Thursday, August 02, 2012 9:03 PM
I am in the beginning process of migrating an old database from SQL Server 2000 to 2005 along with an upgrade to Windows Server 2008.
I am a novice at SQL, and I my intent is to delete several thousands of rows of data marked with a timestamp older than 2010. Mind you this goes back since 2002 with timestamps per 10 minutes a day since. Hence there is A LOT of rows.
PrimaryKey: TimeStampUTC (Example: (12/31/2002 12:00:00 AM))
Here's what I have tried so far.
USE EMMA WHILE EXISTS ( SELECT * FROM dbo.DataLog WHERE TimeStampUTC='2002') BEGIN SET ROWCOUNT 1000 DELETE dbo.DataLog WHERE TimeStampUTC='2002' SET ROWCOUNT 0 END
What can I do do successfully execute a query to satisfy my intent?
Kevin K. (a.k.a. Kevinul)
Thursday, August 02, 2012 9:17 PM
It is faster to compare a date with another date than to extract the year or applying other functions. Especially if you have indexes defined on your timestamputc field. I would therefore define a start and end time:
declare @startdate datetime = '1/1/2002', @enddate datetime = '1/1/2003'
Than, instead of testing once in your while condition and once more in your delete statement, you can simply delete as long as rows are affected by putting the condition while @@rowcount > 0.

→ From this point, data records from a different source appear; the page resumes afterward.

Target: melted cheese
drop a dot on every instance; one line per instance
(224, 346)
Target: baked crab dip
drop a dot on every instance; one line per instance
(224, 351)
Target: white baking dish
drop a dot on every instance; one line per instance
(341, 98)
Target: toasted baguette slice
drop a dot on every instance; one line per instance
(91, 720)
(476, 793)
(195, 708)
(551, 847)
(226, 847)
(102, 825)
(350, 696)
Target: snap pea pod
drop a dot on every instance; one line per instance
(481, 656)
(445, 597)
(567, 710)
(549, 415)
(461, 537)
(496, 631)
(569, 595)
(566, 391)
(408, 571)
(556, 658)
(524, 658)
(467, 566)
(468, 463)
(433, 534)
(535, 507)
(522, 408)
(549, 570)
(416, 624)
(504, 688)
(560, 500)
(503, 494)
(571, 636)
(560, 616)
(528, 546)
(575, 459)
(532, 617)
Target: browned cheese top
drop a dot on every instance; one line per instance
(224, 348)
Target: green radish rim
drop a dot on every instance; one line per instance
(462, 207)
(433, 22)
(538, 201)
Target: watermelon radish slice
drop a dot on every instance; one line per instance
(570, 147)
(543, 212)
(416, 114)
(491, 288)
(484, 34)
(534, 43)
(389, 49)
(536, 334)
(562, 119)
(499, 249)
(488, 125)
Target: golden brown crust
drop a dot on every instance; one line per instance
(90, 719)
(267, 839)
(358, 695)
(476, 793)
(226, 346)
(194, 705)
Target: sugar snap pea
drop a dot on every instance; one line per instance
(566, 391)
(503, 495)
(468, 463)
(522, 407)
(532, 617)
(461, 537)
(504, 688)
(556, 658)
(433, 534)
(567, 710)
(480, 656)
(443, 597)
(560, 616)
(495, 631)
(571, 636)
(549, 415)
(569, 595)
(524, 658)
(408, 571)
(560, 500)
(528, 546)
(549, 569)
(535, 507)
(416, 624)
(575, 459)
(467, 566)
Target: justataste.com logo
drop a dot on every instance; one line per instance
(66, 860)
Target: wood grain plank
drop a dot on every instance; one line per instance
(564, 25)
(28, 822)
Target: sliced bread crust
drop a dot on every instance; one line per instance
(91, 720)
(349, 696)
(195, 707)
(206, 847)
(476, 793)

My suggestion would therefore be this:
USE EMMA declare @startdate datetime = '1/1/2002', @enddate datetime = '1/1/2003' delete datalog where yourpk in (select top 1000 yourpk from dbo.DataLog where TimeStampUTC >= @startdate and TimeStampUTC < @enddate) while @@rowcount > 0 delete datalog where yourpk in (select top 1000 yourpk from dbo.DataLog where TimeStampUTC >= @startdate and TimeStampUTC < @enddate)Make sure the type of your variables corresponds to the type of your timestamputc to avoid conversion overhead and replace the field yourpk by your actual primary key for optimal performance.
Thursday, August 02, 2012 9:33 PM
Actually, if you want to erase up to 2010 there is no need to have a startdate nor to limit to 2002. What you can do to limit to a physical range of pages at a time is order by the PK the records in your condition. i.e.
USE EMMA declare @enddate datetime = '1/1/2010' delete datalog where yourpk in (select top 1000 yourpk from dbo.DataLog where TimeStampUTC < @enddate order by yourPK) while @@rowcount > 0 delete datalog where yourpk in (select top 1000 yourpk from dbo.DataLog where TimeStampUTC < @enddate order by yourPK)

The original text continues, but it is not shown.